Maria Ressa is a Filipino American journalist and the co-founder and CEO of Rappler, an independent digital news outlet in the Philippines that has investigated Rodrigo Duterte’s drug war, government corruption, and online disinformation. 

A former CNN bureau chief and head of news at ABS-CBN, she became a global symbol of press freedom after the Duterte administration responded to Rappler’s reporting with a barrage of criminal cases widely seen as politically motivated. 

In 2021 she was awarded the Nobel Peace Prize, alongside Russian editor Dmitry Muratov, for “efforts to safeguard freedom of expression,” and her work now sits at the intersection of investigative journalism, human rights, and the fight against Big Tech–driven authoritarianism.

Ressa’s story is rooted in journalism, but the real subject of her book is power.
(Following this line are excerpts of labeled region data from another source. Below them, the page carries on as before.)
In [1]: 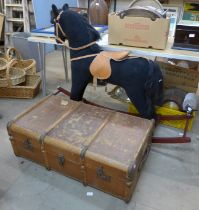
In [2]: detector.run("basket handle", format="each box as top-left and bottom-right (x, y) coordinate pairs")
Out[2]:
(6, 59), (17, 87)
(6, 47), (22, 61)
(128, 0), (164, 10)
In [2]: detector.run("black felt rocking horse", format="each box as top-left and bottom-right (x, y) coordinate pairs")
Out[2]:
(52, 4), (163, 119)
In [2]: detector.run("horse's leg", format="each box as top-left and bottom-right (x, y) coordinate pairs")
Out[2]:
(70, 81), (88, 101)
(125, 87), (155, 119)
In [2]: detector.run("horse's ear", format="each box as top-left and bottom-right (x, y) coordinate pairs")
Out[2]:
(62, 4), (69, 11)
(52, 4), (59, 18)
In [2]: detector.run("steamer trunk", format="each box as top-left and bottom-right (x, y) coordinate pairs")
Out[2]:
(8, 92), (154, 202)
(7, 95), (79, 166)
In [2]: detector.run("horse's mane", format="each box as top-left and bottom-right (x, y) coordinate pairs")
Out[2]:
(60, 10), (100, 44)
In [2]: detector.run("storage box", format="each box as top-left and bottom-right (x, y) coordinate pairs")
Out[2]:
(157, 62), (199, 93)
(108, 13), (170, 49)
(7, 94), (154, 202)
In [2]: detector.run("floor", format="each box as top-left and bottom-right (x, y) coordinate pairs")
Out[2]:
(0, 51), (199, 210)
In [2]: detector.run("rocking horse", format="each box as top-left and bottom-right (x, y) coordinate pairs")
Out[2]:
(52, 4), (163, 119)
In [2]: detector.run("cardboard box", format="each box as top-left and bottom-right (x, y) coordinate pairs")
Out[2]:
(158, 62), (199, 93)
(108, 13), (170, 49)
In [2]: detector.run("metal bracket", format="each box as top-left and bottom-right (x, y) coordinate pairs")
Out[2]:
(58, 154), (65, 166)
(96, 166), (111, 182)
(23, 139), (33, 151)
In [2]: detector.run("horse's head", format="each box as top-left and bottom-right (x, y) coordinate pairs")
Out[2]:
(52, 4), (100, 47)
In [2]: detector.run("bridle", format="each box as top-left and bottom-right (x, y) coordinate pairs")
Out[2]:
(54, 11), (96, 52)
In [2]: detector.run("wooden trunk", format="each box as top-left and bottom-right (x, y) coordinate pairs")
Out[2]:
(8, 95), (154, 201)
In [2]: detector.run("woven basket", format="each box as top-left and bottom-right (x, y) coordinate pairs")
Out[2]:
(0, 75), (41, 98)
(0, 59), (26, 87)
(6, 47), (36, 75)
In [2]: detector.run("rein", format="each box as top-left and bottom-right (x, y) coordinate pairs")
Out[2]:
(54, 11), (96, 51)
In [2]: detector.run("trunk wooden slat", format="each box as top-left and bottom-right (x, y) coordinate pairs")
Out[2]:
(8, 95), (154, 201)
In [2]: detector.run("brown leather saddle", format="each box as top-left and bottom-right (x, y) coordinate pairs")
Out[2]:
(89, 51), (130, 80)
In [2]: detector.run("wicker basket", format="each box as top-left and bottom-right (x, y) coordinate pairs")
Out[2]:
(6, 48), (36, 75)
(0, 59), (26, 87)
(0, 75), (41, 99)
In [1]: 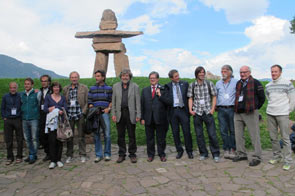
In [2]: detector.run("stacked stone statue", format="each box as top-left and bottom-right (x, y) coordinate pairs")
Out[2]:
(75, 9), (143, 76)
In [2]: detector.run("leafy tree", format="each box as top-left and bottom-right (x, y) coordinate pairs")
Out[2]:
(290, 16), (295, 34)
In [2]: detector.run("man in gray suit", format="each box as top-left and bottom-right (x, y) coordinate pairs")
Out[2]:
(112, 69), (141, 163)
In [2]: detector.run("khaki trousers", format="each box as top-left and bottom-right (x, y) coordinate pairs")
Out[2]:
(267, 114), (292, 164)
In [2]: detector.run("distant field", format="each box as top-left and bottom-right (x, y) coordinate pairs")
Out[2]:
(0, 77), (294, 149)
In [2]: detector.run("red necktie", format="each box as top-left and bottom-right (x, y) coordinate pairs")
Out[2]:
(152, 86), (156, 98)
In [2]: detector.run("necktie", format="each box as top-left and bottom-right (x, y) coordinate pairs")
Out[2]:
(176, 83), (183, 107)
(152, 86), (156, 98)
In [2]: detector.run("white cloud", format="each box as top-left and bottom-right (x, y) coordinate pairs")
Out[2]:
(122, 15), (161, 35)
(0, 0), (190, 77)
(206, 16), (295, 79)
(199, 0), (269, 24)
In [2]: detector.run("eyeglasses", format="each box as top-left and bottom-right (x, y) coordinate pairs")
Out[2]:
(240, 71), (249, 74)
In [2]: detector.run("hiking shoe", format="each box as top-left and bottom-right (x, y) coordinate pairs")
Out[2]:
(48, 162), (56, 169)
(130, 157), (137, 163)
(66, 157), (73, 163)
(223, 150), (230, 159)
(199, 156), (208, 161)
(214, 157), (220, 163)
(283, 163), (291, 171)
(81, 156), (86, 163)
(94, 157), (102, 163)
(57, 161), (64, 167)
(117, 156), (125, 163)
(268, 159), (280, 165)
(5, 159), (13, 165)
(104, 156), (111, 161)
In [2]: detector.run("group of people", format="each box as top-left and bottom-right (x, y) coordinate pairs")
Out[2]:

She shows how Facebook’s “friends of friends” architecture, built to maximize time on site and advertising revenue, rewards anger, fear and outrage; how politicians and political marketers learn to game that system; and how lies—if repeated often enough and never corrected—become the new common sense.

It is not an accident that white replacement theory is now a mainstream talking point, or that a sizable share of Americans still believe Donald Trump won the 2020 election. It is not an accident that authoritarian leaders from Duterte to Modi to Bolsonaro found, in Facebook and YouTube, a ready-made infrastructure for propaganda. Algorithms that “serve up content that radicalizes us” are not a side effect; they are baked into the business model.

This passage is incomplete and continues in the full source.